Фото: Арктический международный кинофестиваль «Золотой ворон»

— Чукотское кино снимается на русском языке?

— И на русском, и на чукотском. Из десяти картин у нас девять было русскоязычных и одна на чукотском языке, причем снял ее русский режиссер. Здесь на родном языке не так активно говорят, как в соседней республике — в Якутии. Чукотский изучается на уровне факультативов, и большой процент молодежи не владеет родным языком.

— Почему так получилось?

— Народы, живущие на Чукотке, в основном кочующие и в тундре проводили круглый год вместе со стадом. Детей забирали в поселки, в интернаты и учили на русском языке. Моя мама прошла через такой интернат. Та же история была с канадскими индейцами и американскими эскимосами. У них тоже были свои школы-интернаты. Многие сейчас с трудом восстанавливают язык.

«Чукотка в силу своей специфики связана с Донбассом очень сильно»

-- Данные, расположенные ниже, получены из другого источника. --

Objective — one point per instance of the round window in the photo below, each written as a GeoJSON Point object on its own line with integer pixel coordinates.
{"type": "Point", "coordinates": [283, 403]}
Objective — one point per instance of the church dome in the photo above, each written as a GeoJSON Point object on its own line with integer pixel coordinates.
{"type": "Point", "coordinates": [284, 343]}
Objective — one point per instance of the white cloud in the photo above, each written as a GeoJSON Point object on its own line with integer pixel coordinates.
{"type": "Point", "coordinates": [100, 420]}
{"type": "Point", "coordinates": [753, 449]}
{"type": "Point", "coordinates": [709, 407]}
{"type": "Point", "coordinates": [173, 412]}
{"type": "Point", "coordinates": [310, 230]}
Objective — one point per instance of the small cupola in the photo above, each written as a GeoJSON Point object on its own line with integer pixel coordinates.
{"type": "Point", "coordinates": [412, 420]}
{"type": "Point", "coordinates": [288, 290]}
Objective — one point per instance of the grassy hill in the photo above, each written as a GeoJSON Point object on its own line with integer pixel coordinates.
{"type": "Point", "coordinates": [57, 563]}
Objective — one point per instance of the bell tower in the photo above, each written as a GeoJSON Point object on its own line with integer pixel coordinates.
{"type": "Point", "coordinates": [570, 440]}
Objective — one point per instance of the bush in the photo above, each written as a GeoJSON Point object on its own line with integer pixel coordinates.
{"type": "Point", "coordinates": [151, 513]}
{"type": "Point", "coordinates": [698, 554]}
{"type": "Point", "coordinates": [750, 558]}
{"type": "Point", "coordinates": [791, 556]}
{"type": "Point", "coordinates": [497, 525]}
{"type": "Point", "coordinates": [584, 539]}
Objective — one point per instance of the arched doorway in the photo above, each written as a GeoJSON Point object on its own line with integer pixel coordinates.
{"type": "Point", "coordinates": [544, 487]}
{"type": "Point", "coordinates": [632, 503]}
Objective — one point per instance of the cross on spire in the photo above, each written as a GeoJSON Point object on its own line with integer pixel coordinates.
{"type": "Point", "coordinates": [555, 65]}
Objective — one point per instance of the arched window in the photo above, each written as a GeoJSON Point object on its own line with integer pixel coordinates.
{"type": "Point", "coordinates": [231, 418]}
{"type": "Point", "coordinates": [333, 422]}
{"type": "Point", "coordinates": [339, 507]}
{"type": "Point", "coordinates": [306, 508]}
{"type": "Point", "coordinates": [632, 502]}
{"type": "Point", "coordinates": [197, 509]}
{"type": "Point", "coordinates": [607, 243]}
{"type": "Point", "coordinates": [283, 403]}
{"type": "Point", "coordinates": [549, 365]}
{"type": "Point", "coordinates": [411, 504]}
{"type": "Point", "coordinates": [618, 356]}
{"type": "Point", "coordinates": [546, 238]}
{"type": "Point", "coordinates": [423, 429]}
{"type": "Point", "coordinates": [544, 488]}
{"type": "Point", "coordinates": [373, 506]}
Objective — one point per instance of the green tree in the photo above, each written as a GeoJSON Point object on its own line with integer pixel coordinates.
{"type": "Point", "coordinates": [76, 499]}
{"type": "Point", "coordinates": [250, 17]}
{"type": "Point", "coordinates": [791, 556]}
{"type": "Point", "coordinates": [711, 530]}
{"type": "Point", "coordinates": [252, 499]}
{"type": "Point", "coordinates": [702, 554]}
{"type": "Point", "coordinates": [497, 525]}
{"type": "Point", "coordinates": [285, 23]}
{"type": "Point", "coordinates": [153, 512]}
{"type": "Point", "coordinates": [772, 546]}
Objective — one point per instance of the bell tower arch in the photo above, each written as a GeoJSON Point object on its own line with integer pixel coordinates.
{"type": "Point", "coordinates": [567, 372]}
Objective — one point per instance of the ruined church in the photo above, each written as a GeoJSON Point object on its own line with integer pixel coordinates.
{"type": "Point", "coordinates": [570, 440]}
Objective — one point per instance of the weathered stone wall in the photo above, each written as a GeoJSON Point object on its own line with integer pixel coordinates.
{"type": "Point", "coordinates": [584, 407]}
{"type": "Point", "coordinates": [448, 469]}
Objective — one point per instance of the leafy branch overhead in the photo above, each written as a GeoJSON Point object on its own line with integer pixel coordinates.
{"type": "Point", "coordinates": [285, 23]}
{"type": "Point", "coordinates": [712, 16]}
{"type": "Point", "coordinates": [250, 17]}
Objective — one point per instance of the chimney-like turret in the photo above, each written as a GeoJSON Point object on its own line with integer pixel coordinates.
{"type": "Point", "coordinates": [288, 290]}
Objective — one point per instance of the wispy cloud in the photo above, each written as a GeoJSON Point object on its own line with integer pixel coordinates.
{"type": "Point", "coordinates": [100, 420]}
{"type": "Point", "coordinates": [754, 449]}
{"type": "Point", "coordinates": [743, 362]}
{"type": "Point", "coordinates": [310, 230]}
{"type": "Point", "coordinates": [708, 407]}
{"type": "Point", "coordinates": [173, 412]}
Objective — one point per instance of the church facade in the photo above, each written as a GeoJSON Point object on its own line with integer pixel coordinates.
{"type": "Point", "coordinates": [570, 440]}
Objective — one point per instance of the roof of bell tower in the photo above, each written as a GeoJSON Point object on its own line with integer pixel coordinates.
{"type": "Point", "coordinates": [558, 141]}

— Вы представитель какого народа?

— Чукотского. Моя мама — чукчанка, она здесь родилась, живет. Моя бабушка жила в тундре, пастушила. У нас древний чукотский род. Папа у меня русский, он приехал сюда работать в больнице, а мама окончила Хабаровский медицинский институт, и они создали передвижной медицинский отряд.

Всю жизнь по тундре, по пастухам ездили на вездеходах, летали на вертолетах. Вот так я провел всё свое детство в тундре, вместе с ними путешествуя на этих всех видах транспорта.

— На судьбе мамы благотворно сказался интернат?

— Здесь есть свои плюсы и минусы, безусловно. Мама отправилась в четырнадцать лет в Хабаровск, окончила сначала медучилище, потом мединститут. Моя бабушка застала смену эпох от «жирника» — это банка с фитилем в растопленном жире до атомной электростанции. Последние годы она провела в нашем родном городе, Билибино, как раз напротив ее дома станция была. Чукотка стремительно прошла этот путь — за столетие буквально.

Много мы знаем и трагических историй, не все люди смогли спокойно адаптироваться. Очень быстрый и сложный путь погружения в другое сообщество — советское, потом российское.

Филипп Абрютин и знаток чукотского языка и культуры Григорий Ранаврольтын
Фото: Арктический международный кинофестиваль «Золотой ворон»

— Вчера с местным батюшкой беседовали. Он сказал, что для местных народов окружение своей культуры благотворно, поскольку без нее они, сталкиваясь с русским миром, воспринимают от него почему-то худшее, а не лучшее. Это так?

— Отец Стефан долго на Чукотке находится, и он ее довольно точно понимает. Мы создали в позапрошлом году цикл об истории Чукотки. Отец Стефан принимал участие, рассказывал о подвижничестве, о том, как православная вера распространялась. Он меня поразил, я в него влюбился, настолько хорошо он знает историю. И он скорее прав. Самоидентификация для народа играет важную роль, смысл придает какой-то.

— Кинематограф — возможность к ней вернуться?

— Да. Есть в планах создание картины именно на чукотском материале для местных зрителей. Хочется возвращать молодежь к корням. Не зная собственную культуру, язык, они чувствуют себя немного потерянными. У нас общество, конечно, многонациональное, но ребята чукотские, которые не знают языка, себя не ощущают русскими людьми, но и местными себя не могут в полной мере воспринимать, поскольку не могут поговорить с бабушкой, с дедушкой на родном языке.

— В то же время чувство причастности к российской истории, к нашей многонациональной стране у них сильное. Отец Стефан рассказывал о женщине, у которой четыре сына ушли в Донбасс добровольцами. Они сказали: «Мы не можем смотреть равнодушно на то, что происходит».

— Да, Чукотка — регион, в силу своей специфики связанный с Донбассом очень сильно. Здесь — шахты, есть целый шахтерский поселок Угольные Копи. Много приезжало сюда семей из Донбасса, много здесь можно встретить людей именно из Донецка. Поэтому уже начиная с 2014 года народ близко к сердцу воспринял всю эту историю, и многие отправились в Донбасс.